Machine Learning - Lecture 3: k-means clustering
Chris Thornton
Introduction
Nearest-neighbour methods are a simple way of using
clump structure for prediction.
They avoid the need to construct a model.
Unfortunately, they have a serious weakness.
As the number of data increases, the task of finding nearest
neighbours gets harder.
Eventually, the time (or storage costs) involved may be
unacceptable.
At this point, we have no choice but to revert to an
approach based on explicit modeling.
Clustering
The model we obtain in a particular case all depends on the
patterns we go looking for, and the way in which we then
represent those patterns.
Methods which aim to find and represent basic clumps in the
data are known as clustering methods.
An enormous number of these have been devised, many in the
field of statistics.
We will focus on just two of the best known methods.
Agglomerative clustering
This method builds a tree structure representing the way in
which datapoints clump together in a hierarchical way.
There are four main steps:
- Initialise clusters so each datapoint has its own
cluster.
- Calculate the similarity of every pair of clusters by
averaging similarities of their datapoints.
- Form a new cluster by combining the two most similar clusters.
- Exit if just one cluster left. Otherwise repeat from step 2.
Example
Let's say we have a dataset based on two variables: VL and
TD.
VL TD
17 1
18 6
29 0
16 3
17 4
22 7
15 16
16 0
19 2
14 3
Visualisation
With low-dimensional data we have the great advantage of
being able to look at the data as a distribution of points.
29 x
28
27
26
25
24
23
22 x
21
20
19 x
18 x x
17 x x
16 x x
15 x
14 x
0 1 2 3 4 5 6 7 8 9 10 11 12 13 14 15 16
Hierarchy produced by agglomerative clustering
|-------------------------- <15 16>
|--
|---------------------- <29 0>
|--
|------------------ <22 7>
|--
|-------------- <18 6>
|--
|--
| |------ <14 3>
| |--
| |-- <16 3>
| |-- <17 4>
|--
|------ <19 2>
|--
|-- <17 1>
|-- <16 0>
Non-hierarchical clustering
While cluster hierarchies provide interesting information
about groupings at different levels of description, what we
really want for prediction is a method that divides the data
into a single set of groups.
This effect can be obtained using k-means clustering.
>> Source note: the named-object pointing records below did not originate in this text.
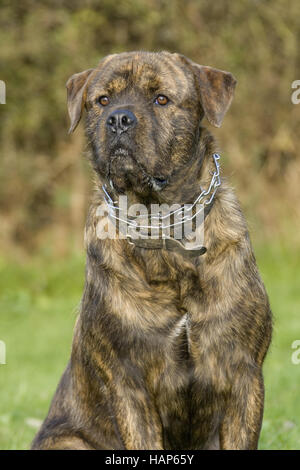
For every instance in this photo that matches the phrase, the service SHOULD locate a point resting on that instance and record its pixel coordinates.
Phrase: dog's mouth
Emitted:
(124, 166)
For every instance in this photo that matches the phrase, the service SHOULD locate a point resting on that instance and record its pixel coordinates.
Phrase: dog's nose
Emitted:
(121, 120)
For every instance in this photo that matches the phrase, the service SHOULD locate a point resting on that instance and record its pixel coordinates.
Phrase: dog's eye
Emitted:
(103, 100)
(161, 99)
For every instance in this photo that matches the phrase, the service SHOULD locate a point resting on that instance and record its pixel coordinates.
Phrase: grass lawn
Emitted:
(38, 307)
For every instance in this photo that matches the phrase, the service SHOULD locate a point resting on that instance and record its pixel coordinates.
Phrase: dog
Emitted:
(169, 343)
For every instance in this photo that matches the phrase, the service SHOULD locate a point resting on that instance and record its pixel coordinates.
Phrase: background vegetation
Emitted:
(45, 181)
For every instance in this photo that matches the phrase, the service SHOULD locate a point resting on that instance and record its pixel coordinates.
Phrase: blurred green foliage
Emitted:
(42, 43)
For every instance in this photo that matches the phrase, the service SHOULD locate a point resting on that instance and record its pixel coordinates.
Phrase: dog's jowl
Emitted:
(169, 343)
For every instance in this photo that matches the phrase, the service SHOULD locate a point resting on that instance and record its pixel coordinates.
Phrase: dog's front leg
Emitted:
(137, 419)
(241, 424)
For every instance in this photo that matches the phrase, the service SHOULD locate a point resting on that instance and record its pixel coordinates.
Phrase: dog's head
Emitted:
(143, 114)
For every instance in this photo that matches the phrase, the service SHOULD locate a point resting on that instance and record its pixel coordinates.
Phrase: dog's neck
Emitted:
(188, 182)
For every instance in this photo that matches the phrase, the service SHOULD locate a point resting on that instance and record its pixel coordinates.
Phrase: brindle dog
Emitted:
(168, 349)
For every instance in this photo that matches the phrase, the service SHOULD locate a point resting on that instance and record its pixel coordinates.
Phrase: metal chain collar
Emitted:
(211, 191)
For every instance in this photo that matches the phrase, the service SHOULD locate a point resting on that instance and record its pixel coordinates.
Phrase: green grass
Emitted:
(38, 304)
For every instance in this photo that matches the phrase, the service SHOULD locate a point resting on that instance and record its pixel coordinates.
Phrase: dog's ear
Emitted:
(76, 94)
(216, 92)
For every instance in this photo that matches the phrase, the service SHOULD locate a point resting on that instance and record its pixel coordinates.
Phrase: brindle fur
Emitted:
(167, 351)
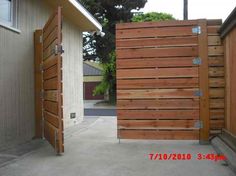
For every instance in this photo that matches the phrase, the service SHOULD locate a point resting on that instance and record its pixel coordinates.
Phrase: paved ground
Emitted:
(99, 112)
(95, 151)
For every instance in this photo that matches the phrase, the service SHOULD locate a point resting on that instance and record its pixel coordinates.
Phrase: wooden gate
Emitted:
(162, 80)
(48, 64)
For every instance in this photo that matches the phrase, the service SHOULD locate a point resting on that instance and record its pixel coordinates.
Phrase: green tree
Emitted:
(152, 16)
(108, 13)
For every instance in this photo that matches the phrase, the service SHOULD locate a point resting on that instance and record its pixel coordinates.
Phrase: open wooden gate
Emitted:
(162, 80)
(49, 82)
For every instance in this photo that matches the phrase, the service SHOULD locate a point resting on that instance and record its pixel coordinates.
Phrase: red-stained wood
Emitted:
(156, 42)
(154, 134)
(52, 82)
(169, 23)
(157, 80)
(161, 93)
(38, 48)
(204, 99)
(162, 83)
(158, 73)
(155, 62)
(187, 51)
(160, 114)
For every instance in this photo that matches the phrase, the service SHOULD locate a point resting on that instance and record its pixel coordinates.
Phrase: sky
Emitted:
(210, 9)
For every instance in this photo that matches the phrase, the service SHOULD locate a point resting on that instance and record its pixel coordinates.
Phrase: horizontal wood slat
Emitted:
(52, 37)
(217, 103)
(215, 50)
(50, 133)
(157, 114)
(160, 73)
(153, 32)
(51, 118)
(50, 26)
(213, 30)
(216, 72)
(156, 42)
(50, 50)
(155, 62)
(216, 61)
(51, 61)
(157, 52)
(50, 84)
(217, 113)
(159, 104)
(160, 83)
(214, 41)
(50, 73)
(51, 107)
(168, 23)
(217, 92)
(160, 93)
(160, 124)
(51, 95)
(217, 82)
(217, 124)
(153, 134)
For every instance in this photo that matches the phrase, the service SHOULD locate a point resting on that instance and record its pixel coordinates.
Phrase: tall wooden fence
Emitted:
(169, 80)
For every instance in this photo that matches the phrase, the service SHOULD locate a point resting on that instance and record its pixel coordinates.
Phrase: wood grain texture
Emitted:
(156, 42)
(38, 84)
(161, 73)
(159, 104)
(162, 83)
(157, 80)
(155, 24)
(161, 93)
(158, 114)
(203, 71)
(157, 52)
(153, 134)
(155, 62)
(153, 32)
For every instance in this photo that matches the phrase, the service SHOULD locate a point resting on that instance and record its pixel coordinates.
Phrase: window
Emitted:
(8, 12)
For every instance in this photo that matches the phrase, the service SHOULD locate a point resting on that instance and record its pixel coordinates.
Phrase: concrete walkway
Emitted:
(95, 151)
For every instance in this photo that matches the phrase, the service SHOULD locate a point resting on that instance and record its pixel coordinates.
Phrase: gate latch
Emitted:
(196, 30)
(198, 124)
(198, 93)
(58, 49)
(197, 61)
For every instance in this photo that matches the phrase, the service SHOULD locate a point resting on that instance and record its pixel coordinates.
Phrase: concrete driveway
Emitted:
(95, 151)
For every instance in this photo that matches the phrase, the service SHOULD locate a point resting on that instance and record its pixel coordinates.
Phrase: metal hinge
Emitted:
(196, 30)
(198, 124)
(58, 49)
(42, 94)
(197, 61)
(41, 39)
(41, 67)
(198, 93)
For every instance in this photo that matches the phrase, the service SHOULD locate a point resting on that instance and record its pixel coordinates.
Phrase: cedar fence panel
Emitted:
(159, 80)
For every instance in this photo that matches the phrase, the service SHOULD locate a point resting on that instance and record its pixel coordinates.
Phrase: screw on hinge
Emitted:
(197, 61)
(196, 30)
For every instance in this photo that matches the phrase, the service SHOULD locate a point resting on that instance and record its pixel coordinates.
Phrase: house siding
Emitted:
(17, 73)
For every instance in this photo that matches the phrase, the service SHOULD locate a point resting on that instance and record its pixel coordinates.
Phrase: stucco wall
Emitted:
(17, 73)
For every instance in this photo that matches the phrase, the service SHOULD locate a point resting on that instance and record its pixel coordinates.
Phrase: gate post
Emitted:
(203, 81)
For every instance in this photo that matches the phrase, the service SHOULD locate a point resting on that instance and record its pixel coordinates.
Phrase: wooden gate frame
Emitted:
(204, 81)
(201, 29)
(53, 58)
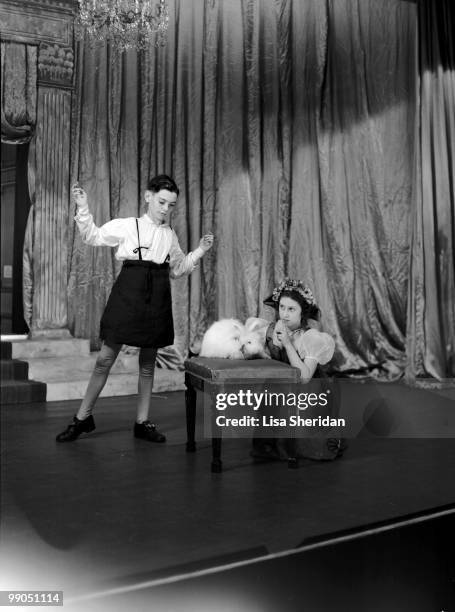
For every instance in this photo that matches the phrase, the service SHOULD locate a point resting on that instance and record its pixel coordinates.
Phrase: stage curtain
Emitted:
(431, 328)
(290, 128)
(18, 92)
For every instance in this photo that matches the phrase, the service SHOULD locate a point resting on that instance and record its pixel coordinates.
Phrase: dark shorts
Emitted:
(139, 309)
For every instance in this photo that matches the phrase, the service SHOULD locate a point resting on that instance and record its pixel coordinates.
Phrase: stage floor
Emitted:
(108, 510)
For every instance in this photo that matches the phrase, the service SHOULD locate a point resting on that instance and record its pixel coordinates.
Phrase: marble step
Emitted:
(13, 369)
(36, 348)
(66, 378)
(22, 392)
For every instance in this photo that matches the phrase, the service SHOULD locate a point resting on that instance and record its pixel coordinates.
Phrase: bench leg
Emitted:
(190, 403)
(293, 462)
(217, 464)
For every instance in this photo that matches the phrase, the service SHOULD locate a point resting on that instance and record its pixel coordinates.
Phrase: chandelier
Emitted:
(125, 24)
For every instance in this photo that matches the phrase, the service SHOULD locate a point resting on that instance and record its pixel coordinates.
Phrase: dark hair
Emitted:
(309, 311)
(162, 181)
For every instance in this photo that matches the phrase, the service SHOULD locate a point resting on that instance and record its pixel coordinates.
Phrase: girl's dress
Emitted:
(317, 345)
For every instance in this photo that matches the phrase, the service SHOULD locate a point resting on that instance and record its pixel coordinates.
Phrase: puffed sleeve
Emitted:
(180, 263)
(109, 234)
(316, 345)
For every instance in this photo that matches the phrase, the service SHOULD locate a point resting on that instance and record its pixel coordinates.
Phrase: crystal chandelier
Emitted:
(125, 24)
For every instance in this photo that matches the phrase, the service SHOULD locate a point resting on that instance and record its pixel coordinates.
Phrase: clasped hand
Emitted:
(282, 334)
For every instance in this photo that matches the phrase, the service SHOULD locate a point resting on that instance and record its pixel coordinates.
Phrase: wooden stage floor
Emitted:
(108, 511)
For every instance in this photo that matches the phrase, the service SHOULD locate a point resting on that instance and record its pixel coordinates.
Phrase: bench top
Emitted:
(210, 368)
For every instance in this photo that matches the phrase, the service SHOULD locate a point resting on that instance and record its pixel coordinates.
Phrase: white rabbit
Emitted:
(223, 339)
(253, 339)
(230, 339)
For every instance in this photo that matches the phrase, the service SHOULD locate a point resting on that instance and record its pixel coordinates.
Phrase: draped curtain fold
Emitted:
(18, 92)
(290, 129)
(431, 317)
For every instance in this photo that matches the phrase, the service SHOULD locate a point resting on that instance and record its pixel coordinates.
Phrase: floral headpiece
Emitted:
(289, 284)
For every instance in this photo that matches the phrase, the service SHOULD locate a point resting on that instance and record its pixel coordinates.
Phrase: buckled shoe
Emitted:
(75, 428)
(148, 431)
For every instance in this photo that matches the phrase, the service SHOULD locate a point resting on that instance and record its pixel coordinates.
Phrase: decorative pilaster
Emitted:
(51, 211)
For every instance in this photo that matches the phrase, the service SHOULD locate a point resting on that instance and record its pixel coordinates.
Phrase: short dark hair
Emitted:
(309, 311)
(162, 181)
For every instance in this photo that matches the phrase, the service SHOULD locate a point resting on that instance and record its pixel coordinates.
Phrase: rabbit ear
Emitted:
(255, 324)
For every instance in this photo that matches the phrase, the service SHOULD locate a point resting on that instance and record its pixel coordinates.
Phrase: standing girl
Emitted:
(139, 309)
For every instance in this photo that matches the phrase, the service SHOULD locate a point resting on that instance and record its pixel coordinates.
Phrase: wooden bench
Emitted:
(214, 376)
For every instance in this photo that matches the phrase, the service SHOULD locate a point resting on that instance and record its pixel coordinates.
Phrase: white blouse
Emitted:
(159, 241)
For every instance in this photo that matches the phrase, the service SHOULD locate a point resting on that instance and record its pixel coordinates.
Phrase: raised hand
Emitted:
(206, 242)
(79, 196)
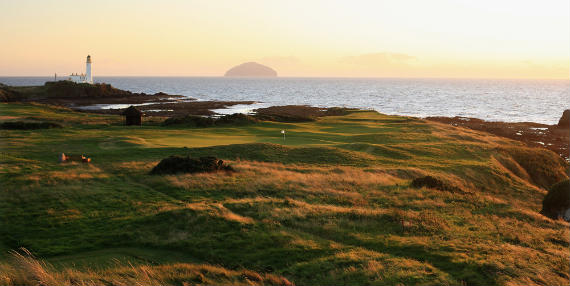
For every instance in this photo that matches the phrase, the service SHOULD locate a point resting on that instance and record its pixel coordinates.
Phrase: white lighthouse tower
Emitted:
(88, 77)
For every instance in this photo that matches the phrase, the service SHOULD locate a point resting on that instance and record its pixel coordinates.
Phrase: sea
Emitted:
(541, 101)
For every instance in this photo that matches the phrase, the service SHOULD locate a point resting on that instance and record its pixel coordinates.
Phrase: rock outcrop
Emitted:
(556, 204)
(251, 69)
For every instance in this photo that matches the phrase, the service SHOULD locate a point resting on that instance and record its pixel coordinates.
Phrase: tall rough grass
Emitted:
(25, 269)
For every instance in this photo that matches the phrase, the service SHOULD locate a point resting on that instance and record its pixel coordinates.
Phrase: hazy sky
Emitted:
(396, 38)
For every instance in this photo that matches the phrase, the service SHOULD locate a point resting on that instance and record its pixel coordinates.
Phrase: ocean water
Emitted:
(541, 101)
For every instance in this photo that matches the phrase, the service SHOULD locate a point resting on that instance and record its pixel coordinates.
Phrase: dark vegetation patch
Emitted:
(200, 121)
(544, 167)
(176, 164)
(7, 94)
(551, 137)
(557, 201)
(435, 183)
(565, 119)
(376, 150)
(268, 152)
(297, 113)
(25, 125)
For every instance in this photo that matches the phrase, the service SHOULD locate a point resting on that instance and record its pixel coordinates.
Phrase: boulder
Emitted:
(177, 164)
(565, 119)
(556, 203)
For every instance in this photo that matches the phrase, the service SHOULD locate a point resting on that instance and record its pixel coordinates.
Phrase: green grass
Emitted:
(332, 204)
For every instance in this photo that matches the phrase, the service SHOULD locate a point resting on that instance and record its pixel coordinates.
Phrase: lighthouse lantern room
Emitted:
(84, 77)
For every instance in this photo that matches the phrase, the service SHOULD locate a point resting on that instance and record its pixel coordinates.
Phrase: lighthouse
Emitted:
(88, 77)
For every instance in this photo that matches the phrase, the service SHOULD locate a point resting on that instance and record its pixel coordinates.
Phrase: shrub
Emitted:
(177, 164)
(434, 183)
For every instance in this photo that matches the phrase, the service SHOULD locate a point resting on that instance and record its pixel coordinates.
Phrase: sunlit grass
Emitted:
(332, 204)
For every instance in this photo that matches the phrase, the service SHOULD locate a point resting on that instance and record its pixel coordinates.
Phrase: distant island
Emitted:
(251, 69)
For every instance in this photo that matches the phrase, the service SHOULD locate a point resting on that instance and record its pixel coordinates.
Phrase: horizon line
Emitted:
(312, 77)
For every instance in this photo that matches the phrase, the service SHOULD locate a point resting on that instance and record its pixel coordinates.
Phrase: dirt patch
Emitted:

This is the most widely used, non-hierarchical clustering
method.
k-means clustering algorithm
Let's say the data distribute into k clumps, and
we want to know where these clumps are.
For this method, we use imaginary datapoints called
means or centroids to represent clump centres.
Having initialized exactly k centroids to random positions,
we then apply the following two steps:
- Each datapoint is assigned to its closest centroid.
- The position of each centroid is set to be the average
of all the datapoints assigned to it.
These two steps are then repeated as long as we see any
change in the assignments.
The general effect is that the centroids `move' rapidly to
the k most densely populated parts of the dataspace.
Using centroids for prediction
Models based on centroids can be used for prediction
by applying the nearest-neighbour approach.
For each centroid, we work out which classification is most
common among its captured datapoints.
That classification is then associated with the centroid.
Then we just apply the nearest-neighbour rule, but using
centroids rather than datapoints.
Any new case is predicted to have the classification
associated with its nearest centroid.
Demo
- Creating data: 1s, 0s, Xs
- Listing data
- What happens with a single centroid
- What happens with more than one centroid
- How do we find the right number of centroids?
- Color coding for predictions
- Use of unseen datapoints
Summary
- As dataset size increases, nearest-neighbour methods get
increasingly costly.
- Eventually, the only alternative is to produce some form
of explicit model.
- Clustering methods aim to model the way data `clump'
together.
- Agglomerative clustering produces a hierarchical model.
- k-means-clustering is a simple and efficient way of
deriving a non-hierarchical model.
- Applying nearest-neighbour rules to cluster-centroids can
be a way of generating predictions and classifications.
Questions
- In k-means-clustering, why do centroids appear to `repel'
each other.
- Estimate the amount of memory required in executing the
k-means clustering algorithm.
- On what assumptions can we say that that
k-means-clustering performs induction?
- In a random distribution of positive and negative
data-points, estimate the number of centroids needed
to accurately model the data.
- What sort of clump are we expecting when we use
measurements of city-block distance for clustering?